It may be the largest sukkah in the world, certainly the largest in Maryland, and tomorrow the Chabad Lubavitch in Rockville expects 1,500 children to come and fill it to celebrate the Jewish Feast of Tabernacles.
A sukkah is by tradition a flimsy, temporary structure in which Jewish families commemorate the wilderness wanderings of the children of Israel during which they slept in tents or, in the literal translation of the word, sukkah, booths.
But the Chabad Lubavitch, a movement of Hasidic Jews that follows strict Orthodox ways, this year has constructed a giant sukkah at 311 W. Montgomery Ave. and invited all interested children to join the celebration beginning at 11 a.m. tomorrow.
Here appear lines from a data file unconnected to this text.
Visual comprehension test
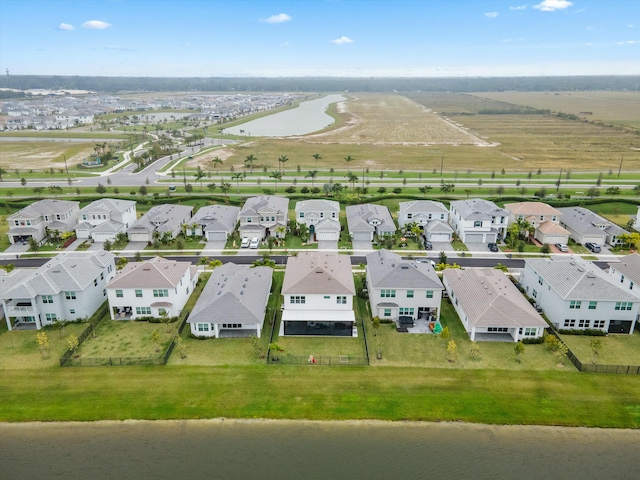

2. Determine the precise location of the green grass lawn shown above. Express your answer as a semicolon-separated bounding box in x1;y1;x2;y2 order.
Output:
368;300;577;372
0;319;88;370
560;330;640;365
In Jewish tradition, the Feast of Tabernacles is a harvest festival, harking back to the agricultural origins of the Jewish people. The sukkah itself is hung with branches and decorated with fruit. Tradition requires that four kinds of trees be represented: myrtle, citron, palm and willow.
Throughout the eight-day sukkot festival, which began last Thursday, many Jewish families gather for meals in their own back yard sukkah.
At the Chabad Lubavitch celebration tomorrow, the children will first join in traditional blessings, then participate in contests and games.
Traditionally the sukkah is open to the sky, with only a roof of tree branches to shelter celebrants from the weather. Lubavitch officials have promised that tomorrow's celebration will take place, rain or shine.